Logistic Regression Vs Decision Trees Vs SVM: Part I

Classification is one of the major problems that we solve while working on standard business problems across industries. In this article we’ll be discussing the major three of the many techniques used for the same, Logistic Regression, Decision Trees and Support Vector Machines [SVM].

分类是在实际业务处理中我们所面临的一个主要问题。在这篇文章中我们会讨论多种分类算法中主要的三种算法在相同情况下的表现。分别是逻辑回归（Logistics Regression）、决策树（Decision Trees）、支持向量机（Support Vector Machines，SVM）。

All of the above listed algorithms are used in classification [ SVM and Decision Trees are also used for regression, but we are not discussing that today!]. Time and again I have seen people asking which one to choose for their particular problem. Classical and the most correct but least satisfying response to that question is “it depends!”. Its downright annoying, I agree. So I decided to shed some light on it depends on what.

上述列举的三种算法，在分类问题中都有着广泛的应用（SVM和决策树同时也用于回归问题，但我们这里不做讨论）。我一次又一次的看到人们询问针对他们的问题应该选择哪种分类算法。最经典最正确也最令人不满意的回答是“看情况而定”。我也认为这十分令人讨厌。所以我决定在“看情况而定”方面做出一些分析，给出一些实质性的讨论。
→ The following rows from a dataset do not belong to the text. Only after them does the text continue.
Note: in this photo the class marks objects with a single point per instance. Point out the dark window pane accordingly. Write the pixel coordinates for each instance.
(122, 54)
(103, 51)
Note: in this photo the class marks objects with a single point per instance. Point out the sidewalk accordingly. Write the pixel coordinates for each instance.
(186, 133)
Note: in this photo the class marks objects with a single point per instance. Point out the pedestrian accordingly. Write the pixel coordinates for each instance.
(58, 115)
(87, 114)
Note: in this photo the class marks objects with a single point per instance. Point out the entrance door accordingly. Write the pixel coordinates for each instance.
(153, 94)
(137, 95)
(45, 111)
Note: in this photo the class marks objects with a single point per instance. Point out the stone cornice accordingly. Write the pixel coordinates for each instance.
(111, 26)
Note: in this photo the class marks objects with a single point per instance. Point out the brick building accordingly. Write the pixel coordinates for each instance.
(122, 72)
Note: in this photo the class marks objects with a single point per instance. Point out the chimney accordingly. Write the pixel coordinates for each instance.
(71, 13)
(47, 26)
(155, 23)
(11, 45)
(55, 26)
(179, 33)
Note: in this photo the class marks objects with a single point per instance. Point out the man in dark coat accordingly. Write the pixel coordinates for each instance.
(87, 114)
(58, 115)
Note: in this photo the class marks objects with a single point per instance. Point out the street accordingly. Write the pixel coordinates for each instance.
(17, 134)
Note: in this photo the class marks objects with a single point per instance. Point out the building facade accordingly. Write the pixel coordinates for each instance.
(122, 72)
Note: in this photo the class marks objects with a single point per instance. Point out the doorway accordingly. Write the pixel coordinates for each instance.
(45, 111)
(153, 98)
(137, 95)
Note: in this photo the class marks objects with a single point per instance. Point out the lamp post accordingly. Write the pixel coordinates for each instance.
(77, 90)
Its a very simplified 2-D explanation and responsibility of extrapolating this understanding to higher dimensional data, painfully lies in the reader’s hand.

？？？

二维解释这种理解非常简单，并且能够负责地推广这种认识到更高维度的数据。痛苦掌握在读者的手中。

？？？

I’ll start with discussing the most important question : what exactly are we trying do in classification? well, we are trying to classify.[ Is that a even serious questions? really?]. Let me rephrase that response. In order to classify , we try to get a decision boundary or a curve [ not necessarily straight], which separates two classes in our feature space.

最开始，我会介绍一个最终要的问题，到底我们在分类过程中要做些什么。好吧，我们就是要去做分类。让我换种方式回答。为了做出分类，我们尝试去得到一个决策边界或者曲线（不一定是直线），它能够将我们的特征空间分成两个类别。

Feature space sounds like a very fancy word and confusing to many who haven’t encountered it before. Let me show you an example which will clarify this . I have a sample data with 3 variables; x1, x2 and target. Target takes two values 0 and 1 , depending on values taken by predictor variables x1 and x2. Let me plot this data for you.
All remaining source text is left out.